By removing pre-visit barriers, such as ensuring timely appointment notifications, simplifying access to forms, and eliminating redundant data entry, patients are cared for from the start — and clinicians can shift their attention away from the screen and create more meaningful, patient-centered interactions.
Key Capabilities
Real-Time Eligibility Verification
Instead of verifying insurance after the fact, real-time checks ensure coverage is confirmed before the visit begins. This reduces surprises, prevents claim denials, and enables accurate patient responsibility estimates upfront.
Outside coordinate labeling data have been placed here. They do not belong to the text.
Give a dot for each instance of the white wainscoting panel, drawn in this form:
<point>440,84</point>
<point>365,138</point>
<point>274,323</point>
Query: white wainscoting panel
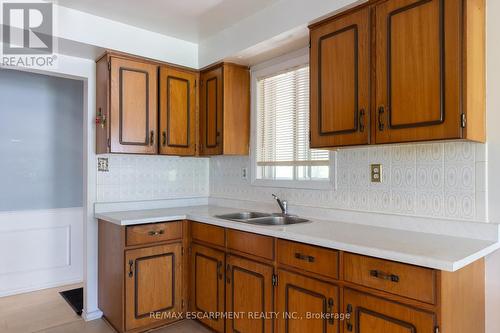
<point>40,249</point>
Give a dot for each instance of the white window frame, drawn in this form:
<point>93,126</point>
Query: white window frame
<point>275,66</point>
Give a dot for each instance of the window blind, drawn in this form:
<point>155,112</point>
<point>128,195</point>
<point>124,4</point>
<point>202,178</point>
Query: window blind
<point>283,121</point>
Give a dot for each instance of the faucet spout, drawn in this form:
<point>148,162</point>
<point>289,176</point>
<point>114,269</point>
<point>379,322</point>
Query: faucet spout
<point>282,203</point>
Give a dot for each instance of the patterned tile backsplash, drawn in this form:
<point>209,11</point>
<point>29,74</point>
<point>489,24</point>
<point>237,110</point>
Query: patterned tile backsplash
<point>136,177</point>
<point>446,180</point>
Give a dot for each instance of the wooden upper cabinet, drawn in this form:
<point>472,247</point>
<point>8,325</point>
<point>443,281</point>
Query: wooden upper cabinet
<point>211,112</point>
<point>133,107</point>
<point>207,285</point>
<point>340,81</point>
<point>300,295</point>
<point>370,314</point>
<point>249,290</point>
<point>177,112</point>
<point>422,74</point>
<point>225,110</point>
<point>153,283</point>
<point>423,79</point>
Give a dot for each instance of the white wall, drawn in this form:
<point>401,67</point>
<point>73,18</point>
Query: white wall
<point>40,249</point>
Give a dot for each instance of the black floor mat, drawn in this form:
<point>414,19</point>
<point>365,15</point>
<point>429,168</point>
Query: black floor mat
<point>74,297</point>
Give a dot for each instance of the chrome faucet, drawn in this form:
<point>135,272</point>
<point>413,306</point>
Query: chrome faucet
<point>283,204</point>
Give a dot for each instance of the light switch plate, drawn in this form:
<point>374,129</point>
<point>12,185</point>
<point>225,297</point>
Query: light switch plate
<point>376,173</point>
<point>102,164</point>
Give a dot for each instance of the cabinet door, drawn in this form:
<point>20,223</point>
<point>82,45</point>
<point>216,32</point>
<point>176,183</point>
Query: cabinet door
<point>207,286</point>
<point>306,305</point>
<point>134,107</point>
<point>177,112</point>
<point>211,112</point>
<point>340,81</point>
<point>249,291</point>
<point>153,283</point>
<point>370,314</point>
<point>418,66</point>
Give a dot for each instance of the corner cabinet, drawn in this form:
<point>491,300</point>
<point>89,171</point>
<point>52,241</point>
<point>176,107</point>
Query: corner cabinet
<point>178,95</point>
<point>142,275</point>
<point>127,106</point>
<point>426,78</point>
<point>224,110</point>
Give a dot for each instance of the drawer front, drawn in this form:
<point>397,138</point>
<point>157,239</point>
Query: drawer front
<point>401,279</point>
<point>207,233</point>
<point>153,233</point>
<point>253,244</point>
<point>310,258</point>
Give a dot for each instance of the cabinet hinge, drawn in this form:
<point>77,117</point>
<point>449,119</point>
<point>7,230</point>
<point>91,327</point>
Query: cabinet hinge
<point>275,279</point>
<point>463,120</point>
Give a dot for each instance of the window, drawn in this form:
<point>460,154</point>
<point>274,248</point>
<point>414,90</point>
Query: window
<point>282,119</point>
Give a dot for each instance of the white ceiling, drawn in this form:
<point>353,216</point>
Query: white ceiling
<point>191,20</point>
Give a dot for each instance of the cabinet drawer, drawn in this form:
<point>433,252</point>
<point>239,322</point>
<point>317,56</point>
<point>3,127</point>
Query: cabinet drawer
<point>310,258</point>
<point>253,244</point>
<point>153,233</point>
<point>401,279</point>
<point>207,233</point>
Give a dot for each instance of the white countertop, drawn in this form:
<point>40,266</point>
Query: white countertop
<point>423,249</point>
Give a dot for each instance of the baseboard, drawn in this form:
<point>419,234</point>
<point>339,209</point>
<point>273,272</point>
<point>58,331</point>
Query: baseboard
<point>92,315</point>
<point>39,287</point>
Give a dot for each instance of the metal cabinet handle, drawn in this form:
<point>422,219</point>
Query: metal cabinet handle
<point>381,111</point>
<point>164,138</point>
<point>130,268</point>
<point>348,322</point>
<point>152,138</point>
<point>384,276</point>
<point>156,233</point>
<point>304,257</point>
<point>330,311</point>
<point>219,269</point>
<point>228,269</point>
<point>362,120</point>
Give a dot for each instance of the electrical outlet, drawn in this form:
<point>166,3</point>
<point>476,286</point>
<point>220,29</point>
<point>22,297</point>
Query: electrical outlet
<point>376,173</point>
<point>102,164</point>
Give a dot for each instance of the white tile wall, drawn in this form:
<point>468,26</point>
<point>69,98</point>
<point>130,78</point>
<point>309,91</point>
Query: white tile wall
<point>431,180</point>
<point>136,177</point>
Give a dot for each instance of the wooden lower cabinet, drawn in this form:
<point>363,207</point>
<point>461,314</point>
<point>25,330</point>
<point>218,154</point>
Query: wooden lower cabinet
<point>207,285</point>
<point>370,314</point>
<point>153,284</point>
<point>306,305</point>
<point>249,296</point>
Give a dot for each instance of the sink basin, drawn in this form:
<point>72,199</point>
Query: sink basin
<point>277,220</point>
<point>262,218</point>
<point>242,216</point>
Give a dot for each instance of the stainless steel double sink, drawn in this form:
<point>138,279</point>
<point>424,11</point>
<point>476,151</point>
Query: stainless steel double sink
<point>262,218</point>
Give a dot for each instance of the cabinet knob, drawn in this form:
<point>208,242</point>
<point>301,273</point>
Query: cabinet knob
<point>381,125</point>
<point>362,120</point>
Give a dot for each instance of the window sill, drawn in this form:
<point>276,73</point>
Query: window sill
<point>296,184</point>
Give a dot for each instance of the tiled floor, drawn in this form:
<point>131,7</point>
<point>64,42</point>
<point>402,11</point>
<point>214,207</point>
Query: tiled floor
<point>46,311</point>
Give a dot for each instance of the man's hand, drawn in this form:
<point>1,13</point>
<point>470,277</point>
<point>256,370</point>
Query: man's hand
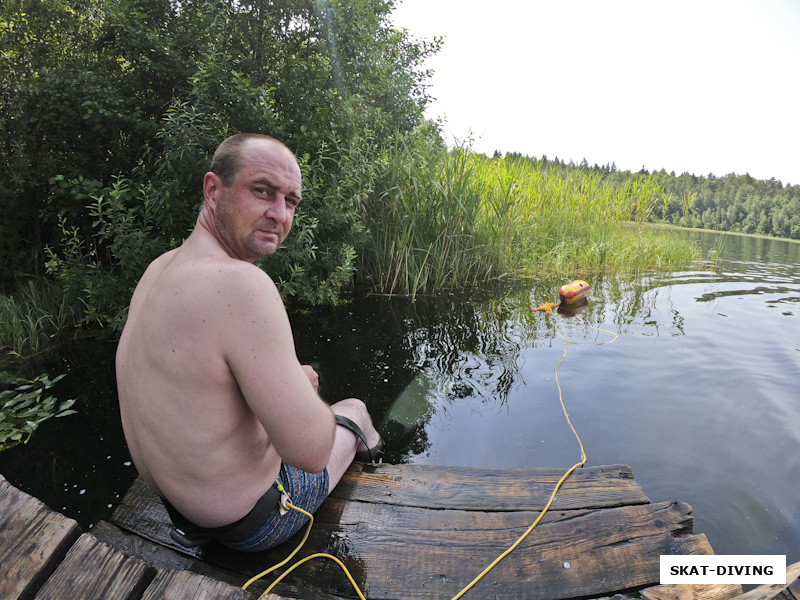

OCR Insurance Card Capture
Manual data entry is a major source of errors and delays. Optical Character Recognition (OCR) technology allows patients to simply scan their insurance cards via mobile devices, instantly populating accurate information into the system.
Frictionless Embedded Payments
Modern consumers expect convenience — and healthcare should be no exception. By integrating digital payment options such as Apple Pay, Google Pay, and Text-to-Pay directly into the intake workflow, clinics reduce friction and make it easy for patients to pay before or at the time of service.
Measurable Financial Performance
When intake and payments are unified into a single digital experience, the results are immediate and significant:
- Higher time-of-service collections, with dramatically less need for post-visit collections
- Reduced A/R days, thanks to the ability to capture accurate insurance information and verify eligibility upfront, generating cleaner claims that process more quickly
- Improved upfront copay capture, with real-time cost visibility and easy options for payment, such as Apple Pay, Google Pay, text-to-pay, and OCR Insurance Card Capture
Most importantly, Bridge offers credit card processing fees that are up to 20% cheaper than legacy competitors, accelerating time-of-service collections while protecting your medical margins.
The shift to the unified digital front door model pays dividends. Instead of acting as a bottleneck, the front desk becomes a strategic driver of financial performance. Through discrete EHR integration, staff no longer need to manually verify insurance details, re-enter patient demographics from paper forms across multiple disparate systems, or chase payments after the visit.
Instead, they can focus on delivering a better patient experience while the system handles the heavy lifting.
At the same time, patients benefit from:
- Transparent cost expectations
- Faster, smoother check-in experiences
- Convenient, familiar payment methods
- An overall better healthcare experience
The Bottom Line
In a healthcare environment where margins are narrowing and administrative burdens continue to rise, clinics can no longer afford disjointed systems that delay revenue and strain staff resources.
The most effective way to improve financial outcomes isn’t by working harder on the back end — it’s by getting it right at the front.
By embedding eligibility verification, insurance capture, and digital payments directly into the patient intake process, healthcare organizations can close the gap between access and revenue — turning every patient interaction into an opportunity to delight, simplify, collect, and succeed.